Despite Richard Burton replacing James Coburn as Sgt Steiner, it is no classic, but arguably, even more than the original, it is a clear influence on Quentin Tarantino’s Inglourious Basterds. Which is apt, since Breakthrough marks the screen debut of that film’s Hans Landa, Oscar-winner Christoph Waltz.
Matt Reynolds
Big spenders
I very much enjoy Josh Barrie’s writing, and many of the recipes he offers. Killiecrankie House (TNE #353) does sound like a magical place, but I am afraid that describing “a £65 lunchtime offer” as being suitable “for those unable to spend big” is magical thinking.
Elaine Cross
Brighton, Sussex
Sharp slang
If your letters pages are anything to go by, I am far from alone in my admiration of Peter Trudgill and selfishly hope his sabbatical won’t last too long. But I did enjoy Adam Sharp on slang in the same slot (“Mulligrubs and woofits”, TNE #353).
How brilliant that a pot belly is called a “cemetery for fried chickens” in Austria! And the 1892 term for a hangover – “feeling like a stewed owl” – wouldn’t have been out of place in the mouth of Richard E Grant as Withnail.
Sally Noakes
Carry on, Cleo
Roger Domeneghetti (“Drama queen”, TNE #352) states that what eventually became the Elizabeth Taylor version of Cleopatra was originally conceived by Fox studio chief Spyros Skouras as “a remake of Fox’s 1917 silent film starring Theda Bara”. There had also been an earlier version by Cecil B DeMille for Paramount starring Claudette Colbert in 1934.
Richard Chatten
London SE19
March with us
As mentioned in recent Mandrake columns (TNE #352, #351), momentum is building fast for the National Rejoin March II, which starts at Hyde Park in London on Saturday, September 23, from noon. The march is just one activity our team has achieved over the last year. With over 66 partner organisations with us, our reach and positive Rejoin messages are stretching countrywide and even to our European friends in the EU.

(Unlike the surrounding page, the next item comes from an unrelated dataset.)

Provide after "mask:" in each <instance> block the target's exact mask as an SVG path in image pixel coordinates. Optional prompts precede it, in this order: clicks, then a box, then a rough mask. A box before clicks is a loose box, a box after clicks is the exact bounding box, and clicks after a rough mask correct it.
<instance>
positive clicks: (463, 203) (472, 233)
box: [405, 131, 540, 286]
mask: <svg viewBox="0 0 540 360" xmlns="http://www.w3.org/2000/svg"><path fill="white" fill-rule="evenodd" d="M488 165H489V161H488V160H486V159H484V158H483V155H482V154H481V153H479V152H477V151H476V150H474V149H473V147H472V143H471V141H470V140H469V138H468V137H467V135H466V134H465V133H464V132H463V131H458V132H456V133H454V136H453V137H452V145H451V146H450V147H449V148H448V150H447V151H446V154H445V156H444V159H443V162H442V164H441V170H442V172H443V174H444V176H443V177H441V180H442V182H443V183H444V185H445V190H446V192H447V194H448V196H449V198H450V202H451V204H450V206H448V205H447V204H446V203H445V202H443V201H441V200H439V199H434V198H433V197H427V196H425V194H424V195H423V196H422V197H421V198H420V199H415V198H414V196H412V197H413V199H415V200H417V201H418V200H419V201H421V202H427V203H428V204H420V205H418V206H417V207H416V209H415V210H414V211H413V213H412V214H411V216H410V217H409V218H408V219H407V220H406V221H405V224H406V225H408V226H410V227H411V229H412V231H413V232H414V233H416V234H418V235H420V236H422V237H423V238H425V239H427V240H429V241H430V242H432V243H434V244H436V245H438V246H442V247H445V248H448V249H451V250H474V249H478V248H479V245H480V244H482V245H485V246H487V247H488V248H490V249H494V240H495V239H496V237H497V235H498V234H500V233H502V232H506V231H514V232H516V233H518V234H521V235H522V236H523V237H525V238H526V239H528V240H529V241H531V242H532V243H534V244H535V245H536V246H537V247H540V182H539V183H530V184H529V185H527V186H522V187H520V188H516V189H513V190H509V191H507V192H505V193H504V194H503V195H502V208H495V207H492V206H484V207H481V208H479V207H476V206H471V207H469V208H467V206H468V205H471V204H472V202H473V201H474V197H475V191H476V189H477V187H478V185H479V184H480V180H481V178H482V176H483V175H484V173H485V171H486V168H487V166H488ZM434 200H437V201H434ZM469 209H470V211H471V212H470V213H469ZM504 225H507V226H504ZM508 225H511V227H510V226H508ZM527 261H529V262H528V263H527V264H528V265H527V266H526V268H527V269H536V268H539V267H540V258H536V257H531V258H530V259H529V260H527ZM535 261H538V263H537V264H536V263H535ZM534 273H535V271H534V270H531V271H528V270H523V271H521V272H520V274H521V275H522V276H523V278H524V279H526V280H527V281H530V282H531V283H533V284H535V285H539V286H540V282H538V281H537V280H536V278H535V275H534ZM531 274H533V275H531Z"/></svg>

We need some help raising the funds for our second march – nobody on the team is paid for what we’re doing, so every penny raised goes towards the event. Please help us at www.marchforrejoin.co.uk/donate
Our goal is to put Rejoin on the agenda, then keep it there until we are back where we belong. Will you join us on September 23?
Peter Corr
Co-founder, National Rejoin March
Eds will roll
Further to Alastair Campbell’s diary (TNE #352) explaining the difference between an editor, editor-in-chief and editor-at-large, there is also the story that when Rupert Murdoch fired Frank Giles as editor of the Sunday Times in 1983, he proposed that Giles assume the title “editor emeritus” for the two years remaining before his retirement.
Giles asked what on earth “editor emeritus” meant. “It’s Latin, Frank,” Murdoch reportedly replied.
“‘E’ means ‘you’re out’ and ‘meritus’ means ‘you deserved it’.”
Colin Price
Ilford, Greater London
Put to Bedford
With Nadine Dorries in mind, your letters page (TNE #349) quotes Colin Dexter’s Inspector Morse as asking: “Did any good thing ever come out of Bedford?” Well, yes. John Bunyan wrote part of The Pilgrim’s Progress in Bedford County Gaol, where he was imprisoned for non-conformity from 1661 to 1672.